ホープ(福岡市、時津孝康社長兼CEO)は22日、新電力子会社のホープエナジー(福岡市、時津孝康社長)が破産手続き開始の申し立てを行うと発表した。卸電力市場価格の高騰で調達コストが膨らみ、債務超過に陥っていた。一般送配電事業者9社に支払う託送料金は未払いとなり、託送供給契約も解除された。負債総額は300億円で、託送料金や不足インバランス料金が大半を占める。ホープがホープエナジーの債務を保証する見込みはなく、一般送配電事業者は取り立て不能となる恐れがある。

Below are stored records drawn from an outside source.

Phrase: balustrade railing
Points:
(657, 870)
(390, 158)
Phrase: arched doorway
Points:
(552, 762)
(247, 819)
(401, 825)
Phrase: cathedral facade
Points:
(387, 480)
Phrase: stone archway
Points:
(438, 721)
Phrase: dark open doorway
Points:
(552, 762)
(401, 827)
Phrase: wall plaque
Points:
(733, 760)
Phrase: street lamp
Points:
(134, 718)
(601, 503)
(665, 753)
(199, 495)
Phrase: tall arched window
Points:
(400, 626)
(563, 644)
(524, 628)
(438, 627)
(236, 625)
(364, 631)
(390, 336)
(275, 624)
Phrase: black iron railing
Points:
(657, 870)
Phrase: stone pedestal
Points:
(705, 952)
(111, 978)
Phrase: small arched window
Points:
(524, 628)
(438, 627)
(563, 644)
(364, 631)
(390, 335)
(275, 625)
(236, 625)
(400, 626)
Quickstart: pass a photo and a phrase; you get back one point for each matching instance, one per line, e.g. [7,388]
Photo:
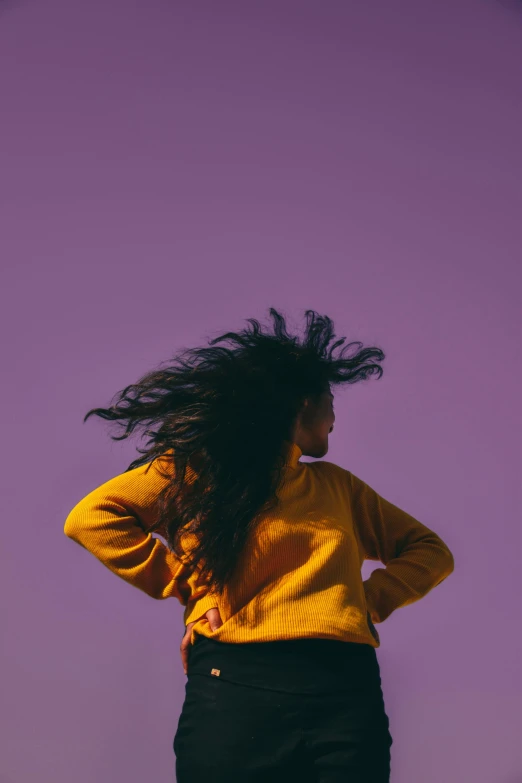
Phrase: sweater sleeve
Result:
[110,523]
[416,558]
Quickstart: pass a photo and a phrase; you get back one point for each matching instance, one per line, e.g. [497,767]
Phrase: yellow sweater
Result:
[300,574]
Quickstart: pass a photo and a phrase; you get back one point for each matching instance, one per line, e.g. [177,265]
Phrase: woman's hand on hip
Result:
[215,622]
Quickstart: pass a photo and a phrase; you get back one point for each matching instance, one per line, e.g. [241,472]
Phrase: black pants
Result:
[310,710]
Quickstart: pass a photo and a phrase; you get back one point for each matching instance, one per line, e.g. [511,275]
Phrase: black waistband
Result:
[292,665]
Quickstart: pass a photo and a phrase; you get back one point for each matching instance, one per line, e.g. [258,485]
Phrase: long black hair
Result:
[223,416]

 ホープエナジーは2021年12月にエネルギー事業をホープから承継。ホープは同年1月の卸電力市場高騰により、インバランス料金約65億円を9分割して支払っており、同年12月に完済した。

 卸電力市場価格は同年10月以降も高騰し、ホープエナジーは逆ざやでの電力供給が続いていた。今年2月の平均電力市場調達単価実績は23円96銭だったのに対し、平均販売単価実績は15円09銭。ホープの22年6月期第2四半期連結決算では、ホープエナジーの営業損失により80億4700万円の債務超過を公表していた。

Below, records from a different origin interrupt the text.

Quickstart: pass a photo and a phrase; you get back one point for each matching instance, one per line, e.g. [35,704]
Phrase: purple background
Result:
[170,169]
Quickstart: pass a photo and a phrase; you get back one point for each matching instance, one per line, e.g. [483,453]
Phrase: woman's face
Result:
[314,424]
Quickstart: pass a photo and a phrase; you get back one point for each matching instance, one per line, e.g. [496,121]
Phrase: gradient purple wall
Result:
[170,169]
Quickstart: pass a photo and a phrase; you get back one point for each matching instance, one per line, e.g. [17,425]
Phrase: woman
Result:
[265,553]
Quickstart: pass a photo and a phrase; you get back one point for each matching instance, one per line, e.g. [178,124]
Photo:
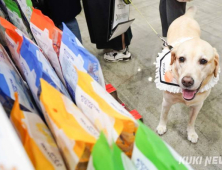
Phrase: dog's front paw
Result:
[193,137]
[161,129]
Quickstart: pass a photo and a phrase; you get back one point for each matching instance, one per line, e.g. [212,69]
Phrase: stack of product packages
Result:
[53,94]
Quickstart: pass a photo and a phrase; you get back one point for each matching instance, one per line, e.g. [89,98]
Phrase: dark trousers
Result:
[169,11]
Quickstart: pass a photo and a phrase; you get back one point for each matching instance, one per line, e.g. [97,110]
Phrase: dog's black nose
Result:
[187,81]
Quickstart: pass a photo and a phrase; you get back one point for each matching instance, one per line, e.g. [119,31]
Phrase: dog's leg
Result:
[191,134]
[161,128]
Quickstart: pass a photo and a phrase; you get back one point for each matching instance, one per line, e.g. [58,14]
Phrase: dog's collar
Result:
[164,78]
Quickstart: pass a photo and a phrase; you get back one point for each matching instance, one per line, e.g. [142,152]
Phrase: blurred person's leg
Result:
[163,17]
[174,9]
[74,27]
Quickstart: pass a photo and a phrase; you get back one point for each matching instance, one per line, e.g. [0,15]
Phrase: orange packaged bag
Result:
[36,139]
[73,132]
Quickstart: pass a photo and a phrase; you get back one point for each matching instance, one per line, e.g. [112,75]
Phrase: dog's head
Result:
[194,62]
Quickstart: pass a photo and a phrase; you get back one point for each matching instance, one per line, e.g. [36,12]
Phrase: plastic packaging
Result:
[12,82]
[36,66]
[150,152]
[44,30]
[12,154]
[74,133]
[36,139]
[105,112]
[72,53]
[15,16]
[112,159]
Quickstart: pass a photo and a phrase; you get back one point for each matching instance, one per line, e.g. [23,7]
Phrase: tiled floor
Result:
[132,79]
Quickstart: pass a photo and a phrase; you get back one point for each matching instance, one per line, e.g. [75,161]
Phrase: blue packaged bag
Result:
[36,66]
[73,54]
[11,82]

 ホープエナジーは託送料金の支払いができず、22日午前0時までに沖縄電力を除く一般送配電事業者9社から託送供給契約を解除された。ホープエナジーの顧客は全国(沖縄を除く)の自治体や公共施設で約5千施設に上る。自社からの電力供給が停止になるという通知を14~17日に顧客に送付し、他の小売電気事業者への契約切り替えを促していた。

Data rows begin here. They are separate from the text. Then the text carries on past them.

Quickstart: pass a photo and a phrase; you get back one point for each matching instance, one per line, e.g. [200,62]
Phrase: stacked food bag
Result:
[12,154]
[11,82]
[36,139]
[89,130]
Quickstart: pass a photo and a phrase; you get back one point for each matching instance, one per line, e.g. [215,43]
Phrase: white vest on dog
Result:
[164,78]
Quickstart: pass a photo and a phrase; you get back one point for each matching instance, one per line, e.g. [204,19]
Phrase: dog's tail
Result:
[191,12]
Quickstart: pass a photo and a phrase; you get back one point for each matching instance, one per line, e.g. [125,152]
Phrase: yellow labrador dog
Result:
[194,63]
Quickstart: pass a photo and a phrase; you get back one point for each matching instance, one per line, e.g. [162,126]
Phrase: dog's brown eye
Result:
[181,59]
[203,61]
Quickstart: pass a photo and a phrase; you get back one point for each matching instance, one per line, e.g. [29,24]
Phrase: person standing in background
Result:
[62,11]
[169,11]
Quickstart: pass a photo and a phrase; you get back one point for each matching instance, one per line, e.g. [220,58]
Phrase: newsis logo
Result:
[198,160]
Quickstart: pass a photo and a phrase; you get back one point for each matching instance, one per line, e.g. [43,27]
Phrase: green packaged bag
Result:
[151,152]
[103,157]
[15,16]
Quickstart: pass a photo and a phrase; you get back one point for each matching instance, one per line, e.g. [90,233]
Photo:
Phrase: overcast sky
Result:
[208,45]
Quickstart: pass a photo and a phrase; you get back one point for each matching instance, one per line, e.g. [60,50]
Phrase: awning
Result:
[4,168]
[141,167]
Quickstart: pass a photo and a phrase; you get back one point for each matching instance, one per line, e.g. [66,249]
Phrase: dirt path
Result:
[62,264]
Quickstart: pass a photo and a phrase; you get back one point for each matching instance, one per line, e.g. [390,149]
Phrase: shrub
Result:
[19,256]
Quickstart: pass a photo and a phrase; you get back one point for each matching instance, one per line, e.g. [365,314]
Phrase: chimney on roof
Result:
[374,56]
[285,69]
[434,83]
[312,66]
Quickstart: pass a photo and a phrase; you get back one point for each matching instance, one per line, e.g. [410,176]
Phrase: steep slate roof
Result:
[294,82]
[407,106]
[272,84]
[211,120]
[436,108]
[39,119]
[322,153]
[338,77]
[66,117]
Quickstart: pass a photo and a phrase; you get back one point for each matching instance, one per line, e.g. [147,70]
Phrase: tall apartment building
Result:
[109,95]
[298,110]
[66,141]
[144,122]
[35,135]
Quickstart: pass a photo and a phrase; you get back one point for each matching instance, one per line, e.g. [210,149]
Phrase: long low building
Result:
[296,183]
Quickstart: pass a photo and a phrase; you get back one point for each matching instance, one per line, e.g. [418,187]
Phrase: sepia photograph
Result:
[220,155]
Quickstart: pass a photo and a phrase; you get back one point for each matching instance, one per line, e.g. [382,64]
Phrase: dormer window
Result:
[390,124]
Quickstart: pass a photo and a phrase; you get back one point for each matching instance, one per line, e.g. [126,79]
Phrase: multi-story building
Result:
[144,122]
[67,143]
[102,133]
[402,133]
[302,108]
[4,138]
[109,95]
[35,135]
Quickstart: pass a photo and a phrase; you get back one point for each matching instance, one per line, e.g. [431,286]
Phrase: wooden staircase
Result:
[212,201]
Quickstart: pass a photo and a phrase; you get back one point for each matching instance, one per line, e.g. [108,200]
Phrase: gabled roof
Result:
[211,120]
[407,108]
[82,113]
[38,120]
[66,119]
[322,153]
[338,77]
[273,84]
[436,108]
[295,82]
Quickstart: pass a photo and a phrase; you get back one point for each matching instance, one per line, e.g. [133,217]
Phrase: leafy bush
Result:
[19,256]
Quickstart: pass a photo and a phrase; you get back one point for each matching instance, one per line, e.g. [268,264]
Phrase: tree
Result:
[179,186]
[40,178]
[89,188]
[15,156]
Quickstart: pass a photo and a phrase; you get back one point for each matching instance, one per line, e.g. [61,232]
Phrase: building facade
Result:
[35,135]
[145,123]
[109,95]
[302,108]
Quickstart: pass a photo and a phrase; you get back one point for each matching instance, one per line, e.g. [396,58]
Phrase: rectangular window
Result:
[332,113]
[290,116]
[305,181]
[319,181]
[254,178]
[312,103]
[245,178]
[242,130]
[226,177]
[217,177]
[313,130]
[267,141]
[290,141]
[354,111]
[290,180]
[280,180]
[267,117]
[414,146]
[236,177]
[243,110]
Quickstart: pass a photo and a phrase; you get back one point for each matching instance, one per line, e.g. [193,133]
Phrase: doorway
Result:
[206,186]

 新たな切り替え先はホープエナジーの託送供給契約解除日までさかのぼって電力を供給したことになる。他の小売電気事業者や最終保障約款への契約切り替えを行わない場合、一般送配電事業者のもと、無契約状態で供給される。供給期間は一般送配電事業者の条件によって異なる。

 ホープエナジーは新電力の販売量ランキング(昨年11月)で総合14位、特別高圧5位、高圧10位、低圧291位につけている。